Every business requires expansion. New markets, new audience. It’s quite clear that Asia is a sweet spot for any gamedev entrepreneur. A market with hundreds of thousands of players offers new opportunities for projects promotion and monetization. But only those succeed who adjust to different culture and world perception.

Entering Japanese market is a crucible. There is a broad range of all kinds of products in front of the user, so the competition is fierce among developers. It’s surely one of the most hardcore markets to conquer, but it’s worth it. Japanese players are incredibly active, once you get their attention, and you’ll have an army of loyal fans and a big name.

We took by storm popular gaming platforms Mixi and Mobage that are popular among one-fifth of the population of Japan. Let us share our experience.

1. The way the game looks

When Nika Entertainment started localizing Atlantis Adventure for Japanese market tons of changes had to be implemented in the game. For example, almost all graphic assets. We removed all the dark colors from the color scheme.

Also, we got rid of all the characters that may resemble mutants to avoid any associations with events in Fukushima.

Compare our international version of “Compass” and the Japanese one:



We focused on characters, their big shiny eyes, little bodies, fantasy clothes and animation of their movements. It’s a visual standard for all Japanese Entertainment industry. See how the setting and the character itself changed. We even changed the way the bridge looked like so that it matched the eastern architecture.



We changed sounds in the game: added more national drums and winds, built the melody according to the recognized standards. Anyway, Japanese audience is open to everything new: players may enjoy some electro sound or dynamic guitar riffs. Here is a large land for experiments.

2. New mechanics

The new interface isn’t enough for quality localization for Asian markets. If we decided to enter the Chinese market, we’d had to optimize and simplify the whole game so that it was compatible with less powerful devices. Japan and South Korea are different. Another culture – another quality requirements. Developers have to polish the game and work on level balance as hard as possible so that mechanics are always tangling.

3. Internal economy of the game

Pieces of clothing and other items may be sold pretty well. The main point here is to make them attractive for players.
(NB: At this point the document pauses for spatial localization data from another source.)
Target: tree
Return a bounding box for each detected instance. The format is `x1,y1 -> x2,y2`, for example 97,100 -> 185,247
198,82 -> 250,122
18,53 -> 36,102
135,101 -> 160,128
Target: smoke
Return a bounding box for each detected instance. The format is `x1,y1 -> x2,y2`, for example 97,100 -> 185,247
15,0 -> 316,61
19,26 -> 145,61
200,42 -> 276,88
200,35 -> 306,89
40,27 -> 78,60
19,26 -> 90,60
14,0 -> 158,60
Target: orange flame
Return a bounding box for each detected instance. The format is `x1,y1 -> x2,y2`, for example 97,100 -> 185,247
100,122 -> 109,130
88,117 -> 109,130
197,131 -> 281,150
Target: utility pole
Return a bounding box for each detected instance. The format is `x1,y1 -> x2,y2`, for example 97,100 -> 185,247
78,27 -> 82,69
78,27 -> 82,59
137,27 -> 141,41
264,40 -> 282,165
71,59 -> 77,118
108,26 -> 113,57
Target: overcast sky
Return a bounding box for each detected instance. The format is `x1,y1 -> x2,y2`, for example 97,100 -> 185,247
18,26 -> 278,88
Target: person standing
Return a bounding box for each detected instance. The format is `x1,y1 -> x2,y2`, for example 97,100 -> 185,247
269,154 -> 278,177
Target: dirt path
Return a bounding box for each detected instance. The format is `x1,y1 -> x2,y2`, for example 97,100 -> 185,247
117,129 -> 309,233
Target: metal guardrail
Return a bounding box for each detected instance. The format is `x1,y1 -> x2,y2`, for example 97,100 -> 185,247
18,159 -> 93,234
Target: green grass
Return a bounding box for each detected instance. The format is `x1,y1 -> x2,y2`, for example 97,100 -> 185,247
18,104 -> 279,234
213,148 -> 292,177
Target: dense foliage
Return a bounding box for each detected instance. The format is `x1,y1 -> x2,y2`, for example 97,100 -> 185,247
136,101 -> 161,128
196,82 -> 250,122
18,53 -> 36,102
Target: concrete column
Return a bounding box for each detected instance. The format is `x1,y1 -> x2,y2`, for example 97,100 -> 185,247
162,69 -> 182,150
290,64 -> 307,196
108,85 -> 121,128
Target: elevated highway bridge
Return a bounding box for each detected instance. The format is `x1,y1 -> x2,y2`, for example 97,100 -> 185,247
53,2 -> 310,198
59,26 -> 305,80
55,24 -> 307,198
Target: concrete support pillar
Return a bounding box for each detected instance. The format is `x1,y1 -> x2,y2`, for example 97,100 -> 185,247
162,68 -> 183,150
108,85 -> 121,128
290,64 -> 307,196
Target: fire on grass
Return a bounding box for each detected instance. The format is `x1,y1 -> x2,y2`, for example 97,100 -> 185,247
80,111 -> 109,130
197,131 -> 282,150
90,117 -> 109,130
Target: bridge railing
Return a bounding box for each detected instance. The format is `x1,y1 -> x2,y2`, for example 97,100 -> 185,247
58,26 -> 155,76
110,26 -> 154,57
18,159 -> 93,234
The Japanese are aimed to break the record by themselves without using boosters or any purchased shortcuts. But they are ready to buy extra lives to extend their gaming sessions. We kept that in mind changing our IAPs.

4. The art of competition

People in Japan are extremely competitive. Intellectual competitions are as popular as sports ones. Many schools and other social organizations have their sports teams with their own fanbase. Any issue may become a reason to make a bet. They don’t mind showing off and publicly display their superiority. Considering these features, Nika Entertainment added more notifications in the game that tell you when your friend broke your record, completed more levels or achieved something. We also use some of this features in our international version of the game, but not as much as in Japanese.

5. User Support

People in Japan are very pedantic, so you should treat your users in the game and community the same way. React to all comments as quick as possible, listen to the users and respect their opinion. Any postponement is taken as disrespect, so local user support is vital.

Let’s sum it up

Don’t be afraid to change the game externally and internally.

Form a team of designers who will be responsible for new graphic assets. If you pay attention to all the cultural details, it’s going to take some time for sure. Also, you have to be quick and adjusting, no time for delaying. Your competitors don’t waste time and may release a similar game at the same time. Open a local department in Japan and give them enough space for creativity. You can also use some local outsourcing. You create a game not for The Japanese but together with them. Don’t forget about user testing which is better to be held by local counselors and analysts. Remember, you’ll never be able to understand another culture’s logic and mentality. Same deal with the ads, if something appeals to your emotions, it can’t find any response in Japan. Trust local experts.

We understood it through difficulties, but it was worth it. The game Atlantis Adventure has been in the top of Mobage platform for more than 40 weeks.